An important role in dispensary observation is played by psychological and sexological observation. Such patients hardly tolerate the change of the doctor, communication with other specialists. Trustful contact with a permanent doctor is especially important for them. It is necessary to emphasize the need to observe a strict medical secret of the diagnosis: involuntary disclosure of it can lead to severe excesses on the part of patients, up to suicidal actions.
Clinical follow-up should be carried out by an endocrinologist with the participation of a gynecologist, urologist and psychoneurologist.
The prognosis for life is favorable, with regard to social adaptation, it is determined by the correctness of the choice of sex (with intersexual states), the adequacy of substitutive and / or stimulating hormonal therapy, which ensures the development of the phenotype corresponding to the selected sex, the possibility of adaptation in society, normal sexual life and the creation of a family. The prognosis for stimulating fertility in the vast majority of patients is unfavorable. Patients who retain fertility are rare exceptions.

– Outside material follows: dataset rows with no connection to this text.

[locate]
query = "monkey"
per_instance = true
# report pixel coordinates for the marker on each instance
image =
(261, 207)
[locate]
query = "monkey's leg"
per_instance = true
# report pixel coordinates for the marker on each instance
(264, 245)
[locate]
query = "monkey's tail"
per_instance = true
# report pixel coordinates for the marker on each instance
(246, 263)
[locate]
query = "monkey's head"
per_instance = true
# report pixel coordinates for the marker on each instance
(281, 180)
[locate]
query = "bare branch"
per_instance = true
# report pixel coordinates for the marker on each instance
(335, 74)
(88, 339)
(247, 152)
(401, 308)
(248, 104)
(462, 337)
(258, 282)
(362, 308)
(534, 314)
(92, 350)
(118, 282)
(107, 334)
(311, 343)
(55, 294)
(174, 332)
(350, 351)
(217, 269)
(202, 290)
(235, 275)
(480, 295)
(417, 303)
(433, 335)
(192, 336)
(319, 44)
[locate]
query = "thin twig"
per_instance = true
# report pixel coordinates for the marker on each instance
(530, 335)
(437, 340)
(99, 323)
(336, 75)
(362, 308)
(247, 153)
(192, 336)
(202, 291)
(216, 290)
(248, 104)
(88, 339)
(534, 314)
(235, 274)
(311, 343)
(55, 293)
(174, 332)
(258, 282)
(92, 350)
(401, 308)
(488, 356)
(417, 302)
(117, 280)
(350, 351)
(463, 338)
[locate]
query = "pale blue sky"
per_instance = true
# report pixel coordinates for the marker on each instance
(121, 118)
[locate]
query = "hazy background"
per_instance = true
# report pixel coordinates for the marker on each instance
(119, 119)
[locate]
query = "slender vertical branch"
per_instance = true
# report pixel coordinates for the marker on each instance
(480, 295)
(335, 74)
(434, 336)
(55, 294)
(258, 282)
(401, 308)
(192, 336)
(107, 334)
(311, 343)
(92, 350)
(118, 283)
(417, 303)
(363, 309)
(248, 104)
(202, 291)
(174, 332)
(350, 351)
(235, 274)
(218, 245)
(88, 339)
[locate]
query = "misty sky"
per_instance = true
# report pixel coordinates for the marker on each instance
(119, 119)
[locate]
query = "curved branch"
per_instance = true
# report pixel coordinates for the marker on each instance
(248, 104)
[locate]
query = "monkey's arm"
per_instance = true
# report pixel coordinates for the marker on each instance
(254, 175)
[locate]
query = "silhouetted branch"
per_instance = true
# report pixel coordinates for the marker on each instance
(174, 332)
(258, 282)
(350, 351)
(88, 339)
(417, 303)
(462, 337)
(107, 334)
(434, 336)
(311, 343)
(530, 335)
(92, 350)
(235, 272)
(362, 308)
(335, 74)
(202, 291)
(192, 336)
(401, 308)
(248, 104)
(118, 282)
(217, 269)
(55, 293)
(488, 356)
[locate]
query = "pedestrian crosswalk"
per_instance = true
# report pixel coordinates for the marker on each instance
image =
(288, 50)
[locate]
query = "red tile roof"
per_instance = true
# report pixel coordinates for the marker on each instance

The incapacity of patients with congenital pathology of sexual development is undoubtedly limited in connection with the absolute or relative insufficiency of the anabolic action of sex hormones. With systematic adequate treatment, it improves. Its more significant limitations are sometimes observed in chromosomal diseases, Shereshevsky-Turner and Klinefelter syndromes, the "turnaround" form of the testicular dysgenesis syndrome. Some of these patients have defects not only somatic, but also mental development, which requires the selection of a specialty corresponding to their capabilities. However, the discipline, diligence and conscientiousness characteristic of the majority of such patients provide, as a rule, their labor adaptation. Only individual patients in connection with the peculiarities of the mental state need to be transferred to a disability.